Isu tersebut dibahas dalam Halaqah Pesantren Penguatan Kelembagaan Pendirian Direktorat Jenderal Pesantren yang digelar di UIN Antasari Banjarmasin.
“Tanpa kitab kuning, pesantren kehilangan identitas dan sumber legitimasi keilmuannya. Seluruh pemahaman fiqih, ibadah, dan hukum Islam bertumpu pada kitab-kitab tersebut,” ujar Pimpinan Madrasah Darussalam Tahfidz dan Ilmu Al Quran Martapura KH Wildan Salman dalam keterangan dikutip di Jakarta, Sabtu (15/11).
Ia menegaskan, bahwa keberadaan pesantren tidak dapat dilepaskan dari tradisi kitab kuning. Tradisi tersebut adalah pondasi yang menjaga kesinambungan ilmu Islam dari generasi ke generasi
Menurutnya, keempat mazhab besar yakni Hanafi, Maliki, Syafi’i, dan Hambali, bertahan hingga kini bukan semata karena pemikiran mereka, melainkan karena karya-karya ulama mereka terdokumentasi lengkap.
Wildan juga menyoroti pentingnya ijazah sanad, yaitu legitimasi guru kepada murid untuk meriwayatkan atau mengajar kitab tertentu. Konsep ini, menurutnya, identik dengan gagasan “sertifikasi keilmuan”. Karena itu, wacana sertifikasi guru pesantren tidak harus dianggap sebagai ancaman.
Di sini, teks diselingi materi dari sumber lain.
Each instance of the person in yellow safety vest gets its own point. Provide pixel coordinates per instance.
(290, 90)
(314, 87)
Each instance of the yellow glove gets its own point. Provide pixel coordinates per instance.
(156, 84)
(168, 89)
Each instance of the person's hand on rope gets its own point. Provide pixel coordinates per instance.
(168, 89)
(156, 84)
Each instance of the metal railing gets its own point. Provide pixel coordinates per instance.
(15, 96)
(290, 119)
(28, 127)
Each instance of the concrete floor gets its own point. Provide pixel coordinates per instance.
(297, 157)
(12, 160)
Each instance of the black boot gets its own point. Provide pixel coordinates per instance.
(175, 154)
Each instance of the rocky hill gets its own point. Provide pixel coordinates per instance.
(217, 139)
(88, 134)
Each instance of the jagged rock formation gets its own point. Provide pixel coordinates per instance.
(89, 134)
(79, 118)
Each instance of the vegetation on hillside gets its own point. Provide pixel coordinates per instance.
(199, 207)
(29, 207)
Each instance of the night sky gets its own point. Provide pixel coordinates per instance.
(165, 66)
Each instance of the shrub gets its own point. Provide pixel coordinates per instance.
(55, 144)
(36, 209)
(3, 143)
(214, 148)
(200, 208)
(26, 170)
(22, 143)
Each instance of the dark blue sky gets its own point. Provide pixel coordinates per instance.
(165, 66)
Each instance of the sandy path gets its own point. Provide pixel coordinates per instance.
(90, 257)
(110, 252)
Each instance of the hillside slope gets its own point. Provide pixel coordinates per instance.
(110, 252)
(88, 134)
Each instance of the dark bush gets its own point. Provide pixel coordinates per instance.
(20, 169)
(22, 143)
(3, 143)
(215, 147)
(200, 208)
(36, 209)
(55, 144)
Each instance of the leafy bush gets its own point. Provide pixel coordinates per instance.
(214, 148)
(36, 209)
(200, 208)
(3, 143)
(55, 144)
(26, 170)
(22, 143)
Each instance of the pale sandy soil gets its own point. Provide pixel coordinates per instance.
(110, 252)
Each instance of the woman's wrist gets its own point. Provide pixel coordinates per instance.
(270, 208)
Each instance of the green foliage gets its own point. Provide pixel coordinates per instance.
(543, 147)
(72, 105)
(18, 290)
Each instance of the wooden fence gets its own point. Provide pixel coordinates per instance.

“Ulama sejak dulu memberi sertifikasi melalui ijazah. Jika standar disusun pesantren sendiri, sertifikasi justru akan menjaga kualitas, bukan menyingkirkan guru-guru pesantren. Standar kurikulum harus jelas, agar pesantren tidak kehilangan arah,” katanya.
Ia menilai kehadiran Dirjen Pesantren diperlukan untuk menertibkan wilayah ini, namun tetap menempatkan pesantren sebagai subjek utama penyusun standar.
Sementara itu, Kepala Subdirektorat Pendidikan Al Quran Ditjen Pendis Kemenag Aziz Syafiuddin mengungkapkan Presiden Prabowo telah menyetujui pembentukan Direktorat Jenderal Pesantren, dan saat ini regulasinya sedang berada pada tahap finalisasi di tingkat pemerintah pusat.
“Insyaallah tidak lama lagi akan ditandatangani. Tahun depan Kementerian Agama diharapkan memiliki direktorat jenderal khusus untuk mengurus pesantren,” ujarnya.